Le texte de loi a été présenté mercredi par la ministre de l’Environnement, Carole Dieschbourg, en Commission parlementaire. Le projet, déjà très bien accueilli par le public, propose également quelques nouveautés sur les cinq prochaines années.
Les ambitions du Plan national d’énergie et de climat sont conséquentes: les autorités veulent atteindre 3% de rénovations par an, mais le pays en est encore loin. La prime “House” va donc être adaptée, élargie et augmentée. Tous les matériaux d’isolation sont déjà subventionnés, mais les matières écologiques bénéficieront à l’avenir d’une hausse de ces aides.
“Les propriétaires avec des revenus plus modestes pourront bénéficier d’un supplément pouvant aller jusqu’à 40% de la prime “House” pour l’assainissement énergétique de leur logement”, assure le ministère du Logement. En outre, la subvention de loyer sera augmentée pour les locataires du marché privé.

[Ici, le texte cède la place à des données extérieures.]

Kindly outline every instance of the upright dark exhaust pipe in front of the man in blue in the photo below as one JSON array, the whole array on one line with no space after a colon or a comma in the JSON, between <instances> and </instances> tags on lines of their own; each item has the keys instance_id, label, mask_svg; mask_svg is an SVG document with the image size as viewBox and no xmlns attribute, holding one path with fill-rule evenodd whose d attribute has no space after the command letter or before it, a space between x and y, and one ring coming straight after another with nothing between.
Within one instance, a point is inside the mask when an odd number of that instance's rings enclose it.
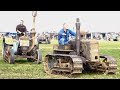
<instances>
[{"instance_id":1,"label":"upright dark exhaust pipe in front of the man in blue","mask_svg":"<svg viewBox=\"0 0 120 90\"><path fill-rule=\"evenodd\" d=\"M80 55L80 20L76 19L76 52Z\"/></svg>"}]
</instances>

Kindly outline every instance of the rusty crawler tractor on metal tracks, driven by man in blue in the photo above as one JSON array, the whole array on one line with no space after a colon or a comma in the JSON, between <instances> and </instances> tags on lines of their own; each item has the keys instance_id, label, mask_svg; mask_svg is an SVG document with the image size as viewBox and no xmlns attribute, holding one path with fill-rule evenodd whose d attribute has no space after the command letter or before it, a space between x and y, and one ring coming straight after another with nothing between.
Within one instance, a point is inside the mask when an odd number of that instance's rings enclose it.
<instances>
[{"instance_id":1,"label":"rusty crawler tractor on metal tracks, driven by man in blue","mask_svg":"<svg viewBox=\"0 0 120 90\"><path fill-rule=\"evenodd\" d=\"M67 45L54 45L53 52L44 60L44 70L48 74L101 72L115 74L116 60L108 55L99 55L97 40L86 40L80 31L79 18L76 19L76 38Z\"/></svg>"}]
</instances>

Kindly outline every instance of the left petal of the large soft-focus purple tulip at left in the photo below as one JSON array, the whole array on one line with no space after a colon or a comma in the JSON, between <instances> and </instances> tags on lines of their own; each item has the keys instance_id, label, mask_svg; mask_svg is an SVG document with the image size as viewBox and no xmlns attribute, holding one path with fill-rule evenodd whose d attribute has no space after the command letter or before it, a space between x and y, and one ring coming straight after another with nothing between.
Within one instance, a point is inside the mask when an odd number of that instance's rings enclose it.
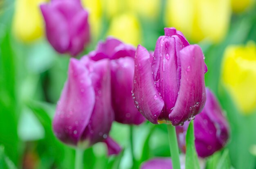
<instances>
[{"instance_id":1,"label":"left petal of the large soft-focus purple tulip at left","mask_svg":"<svg viewBox=\"0 0 256 169\"><path fill-rule=\"evenodd\" d=\"M53 130L61 141L77 145L94 108L95 94L88 71L70 59L68 79L58 101Z\"/></svg>"}]
</instances>

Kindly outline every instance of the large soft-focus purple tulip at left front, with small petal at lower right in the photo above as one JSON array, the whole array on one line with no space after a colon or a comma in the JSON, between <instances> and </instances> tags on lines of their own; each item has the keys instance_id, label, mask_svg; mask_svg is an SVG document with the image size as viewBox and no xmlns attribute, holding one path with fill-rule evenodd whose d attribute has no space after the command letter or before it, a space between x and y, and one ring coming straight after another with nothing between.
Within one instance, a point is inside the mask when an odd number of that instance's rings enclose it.
<instances>
[{"instance_id":1,"label":"large soft-focus purple tulip at left front, with small petal at lower right","mask_svg":"<svg viewBox=\"0 0 256 169\"><path fill-rule=\"evenodd\" d=\"M121 148L108 133L114 120L111 107L110 62L70 60L68 80L58 101L53 130L62 142L87 148L105 142L109 154Z\"/></svg>"}]
</instances>

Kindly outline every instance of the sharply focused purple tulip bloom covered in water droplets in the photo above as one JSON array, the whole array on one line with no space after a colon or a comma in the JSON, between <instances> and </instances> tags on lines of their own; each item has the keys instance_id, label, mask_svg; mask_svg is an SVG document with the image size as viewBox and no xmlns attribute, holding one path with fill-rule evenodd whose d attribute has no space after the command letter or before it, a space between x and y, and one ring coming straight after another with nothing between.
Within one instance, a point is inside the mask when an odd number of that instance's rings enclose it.
<instances>
[{"instance_id":1,"label":"sharply focused purple tulip bloom covered in water droplets","mask_svg":"<svg viewBox=\"0 0 256 169\"><path fill-rule=\"evenodd\" d=\"M133 96L141 114L154 124L182 125L198 114L206 100L207 67L198 45L190 45L180 31L165 28L153 59L138 45Z\"/></svg>"}]
</instances>

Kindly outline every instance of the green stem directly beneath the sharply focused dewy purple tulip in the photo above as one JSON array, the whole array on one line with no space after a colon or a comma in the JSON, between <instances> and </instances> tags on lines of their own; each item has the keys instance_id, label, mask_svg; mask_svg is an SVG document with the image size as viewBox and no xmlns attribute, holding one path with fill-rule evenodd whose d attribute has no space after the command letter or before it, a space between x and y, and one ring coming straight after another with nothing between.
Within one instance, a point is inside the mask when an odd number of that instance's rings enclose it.
<instances>
[{"instance_id":1,"label":"green stem directly beneath the sharply focused dewy purple tulip","mask_svg":"<svg viewBox=\"0 0 256 169\"><path fill-rule=\"evenodd\" d=\"M178 148L175 126L167 125L167 130L173 169L180 169L180 153Z\"/></svg>"}]
</instances>

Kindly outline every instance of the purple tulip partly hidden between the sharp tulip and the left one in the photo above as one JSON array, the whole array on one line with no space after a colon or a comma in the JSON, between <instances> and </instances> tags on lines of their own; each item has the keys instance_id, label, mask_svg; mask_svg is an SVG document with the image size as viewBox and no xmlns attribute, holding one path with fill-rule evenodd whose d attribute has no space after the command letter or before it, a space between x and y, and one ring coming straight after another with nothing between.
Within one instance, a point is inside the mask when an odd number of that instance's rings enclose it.
<instances>
[{"instance_id":1,"label":"purple tulip partly hidden between the sharp tulip and the left one","mask_svg":"<svg viewBox=\"0 0 256 169\"><path fill-rule=\"evenodd\" d=\"M95 61L105 58L110 60L115 120L124 124L139 125L145 118L134 107L131 96L135 51L133 46L109 37L106 42L99 42L97 49L89 53L89 56Z\"/></svg>"}]
</instances>

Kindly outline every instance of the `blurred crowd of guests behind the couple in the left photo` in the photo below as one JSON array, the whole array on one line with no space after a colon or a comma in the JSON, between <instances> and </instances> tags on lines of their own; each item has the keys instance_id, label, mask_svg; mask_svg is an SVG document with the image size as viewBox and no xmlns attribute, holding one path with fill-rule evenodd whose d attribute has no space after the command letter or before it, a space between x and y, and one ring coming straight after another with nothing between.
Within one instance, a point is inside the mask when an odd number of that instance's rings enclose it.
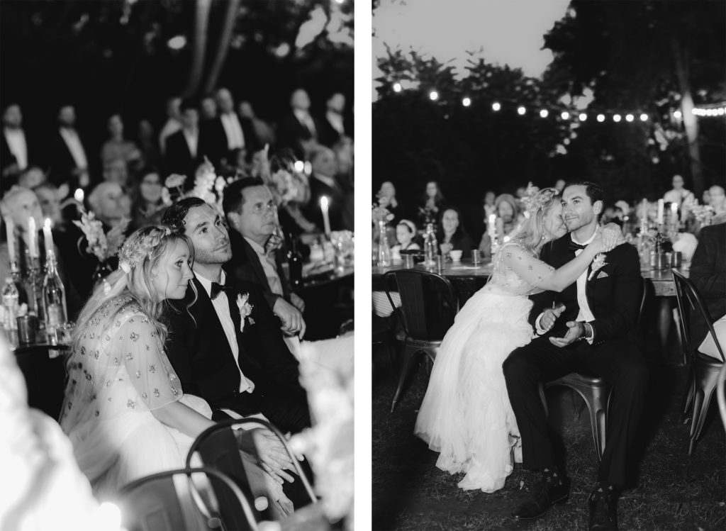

Une simplification administrative est également prévue dans ce domaine, il ne sera dorénavant plus obligatoire de rénover l’entièreté d’un logement, le propriétaire pourra choisir de seulement remettre en état une partie de la maison comme les fenêtres ou le toit.
“Cela devrait motiver plus de monde, car une rénovation complète coûte beaucoup plus cher”, souligne Semiray Ahmedova, rapporteuse du projet de loi qui précise que l’on pourra également se rendre auprès d’un artisan certifié pour obtenir des conseils sur les subventions disponibles.
Le député Paul Galles, en charge des questions énergétiques et climatiques au CSV, a quand même émis certains doutes car les services seraient toujours débordés par les demandes. Il déplore que les demandeurs ne perdent courage en cours de route suite aux attentes interminables et aux nombreuses démarches. Il craint que cette simplification administrative n’ait pas été réfléchie jusqu’au bout.
Environ 9.000 personnes ont demandé des renseignements auprès de l’agence Klima (anciennement MyEnergy, NDLR), deux fois plus qu’il y a quatre ans. Une simplification ainsi qu’une digitalisation des procédures seraient encore tout à fait possibles, selon les responsables de l’agence. Depuis 2017, ces subsides ont coûté 73,2 millions d’euros à l’État.